The good founder will use the whiteboard to articulate almost any idea. 

When you walk through the open office plan of an incubator, co-working space, or quirky startup office, the whiteboard functions as an open demonstration of solutionism and productivity. The whiteboard says "Hey, come look what we're working on!" from a group of would-be founders who are never more than 3 months away from a VC pitch.

Using a whiteboard is always a performance. It does not inscribe authority, but erects a  power-knowledge system that makes abstract concepts seem concrete, where you can present mere ideas as monetizable. It is a visible symptom of a focused collective imagination increasingly structured around software interfaces. Connections are APIs, gateways are logins, and the content is data. One always arrives at a blank whiteboard already knowing one will leave with a solution. On the whiteboard, things just appear to make sense.

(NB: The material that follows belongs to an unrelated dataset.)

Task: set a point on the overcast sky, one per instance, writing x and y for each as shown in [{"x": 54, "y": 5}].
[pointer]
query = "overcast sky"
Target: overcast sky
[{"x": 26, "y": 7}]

If something like the 16th-Century tapestry implied an institutionalization of its patrons through myth and fantasy, then today the neoliberal technologist uses the whiteboard to collaborate their way to an even grander hyper-fiction, to instantly traverse new speculative landscapes whose rules and structures can be remodeled on the fly. However, the whiteboard swathes itself in the same rhetoric as the sharing economy—collaborative, flat, democratic. Anyone can walk up and inscribe themselves into the organization. The whiteboard is a tool for crisis, for change, loose affinities and cool collectivities, for historical fabric defined by onboarding new users and meted out in disruptions. In the age of the instant entrepreneur, it's our blank canvas.